KERNEL_PLL
Hal Murray
hmurray at megapathdsl.net
Fri Oct 7 02:35:59 UTC 2016
esr at thyrsus.com said:
> What is adjtimex/ntp_adjtime doing that is "drift correction" but not clock
> slewing? I thought clock slewing was wjat that call did.
Deep inside the kernel, the time keeping code does roughly:
time += delta_cycles * time_per_cycle
That works if the cycles are old scheduler interrupts every few ms or a
cycle_counter register running at the CPU clock frequency.
Linux on a PC measures the CPU clock at boot time by comparing it against
some clock that ticks at a known frequency leftover from the early PC specs.
You will find things like this in your syslog/dmesg:
tsc: Detected 1993.669 MHz processor
That number turns into the time_per_cycle
The arithmetic has to be done carefully in order to preserve the low order
bits. You want a lot of them. It's easy to measure the crystal frequency to
1E10
To slew the clock, the time_per_cycle is tweaked slightly for a while then
restored where "a while" is the amount of time it takes to slew as far as you
want to go.
If the time_per_cycle is off slightly, the clock will drift. With
ntp_adjtime, you can tweak the time_per_cycle slightly. That's the ntpd
"drift" as stored in the drift file and logged in loopstats.
With the old adjtime (no x), there is no way to adjust the drift.
The idea of drift correction is important. It makes a huge difference if you
get everything else working right.
Typical numbers are 10-50 ppm (parts per million). Such a clock will be off
by 10-50 microseconds per second or 10-50 milliseconds after 1000 seconds.

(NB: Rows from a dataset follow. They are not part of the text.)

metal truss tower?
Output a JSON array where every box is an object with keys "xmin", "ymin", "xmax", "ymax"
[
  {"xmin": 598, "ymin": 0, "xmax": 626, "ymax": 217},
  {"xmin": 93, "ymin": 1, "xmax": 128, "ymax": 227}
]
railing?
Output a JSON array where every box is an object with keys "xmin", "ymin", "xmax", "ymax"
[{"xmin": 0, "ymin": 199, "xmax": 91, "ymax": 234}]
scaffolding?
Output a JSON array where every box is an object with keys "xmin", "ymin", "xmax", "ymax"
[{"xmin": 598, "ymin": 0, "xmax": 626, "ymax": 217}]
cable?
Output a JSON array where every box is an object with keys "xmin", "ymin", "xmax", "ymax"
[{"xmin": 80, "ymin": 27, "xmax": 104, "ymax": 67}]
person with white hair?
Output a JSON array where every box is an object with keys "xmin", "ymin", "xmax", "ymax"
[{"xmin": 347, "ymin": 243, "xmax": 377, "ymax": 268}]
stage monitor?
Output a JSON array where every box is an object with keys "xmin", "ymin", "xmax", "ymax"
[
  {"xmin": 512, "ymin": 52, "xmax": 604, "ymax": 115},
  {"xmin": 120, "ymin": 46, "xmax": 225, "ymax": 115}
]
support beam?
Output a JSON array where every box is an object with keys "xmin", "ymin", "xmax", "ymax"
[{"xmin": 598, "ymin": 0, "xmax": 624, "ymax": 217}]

(The default ntpd setup ramps the polling up to 1024 seconds so it's
reasonable to think about that time scale.)
If your system is running well, ntpd's drift is a reasonable thermometer.
Scan your systems and see what their drift looks like. It's far from rare to
be over 100 ppm. (Some of the problem may be the initial calibration
software rather than hardware. You can use drift to correct for either.)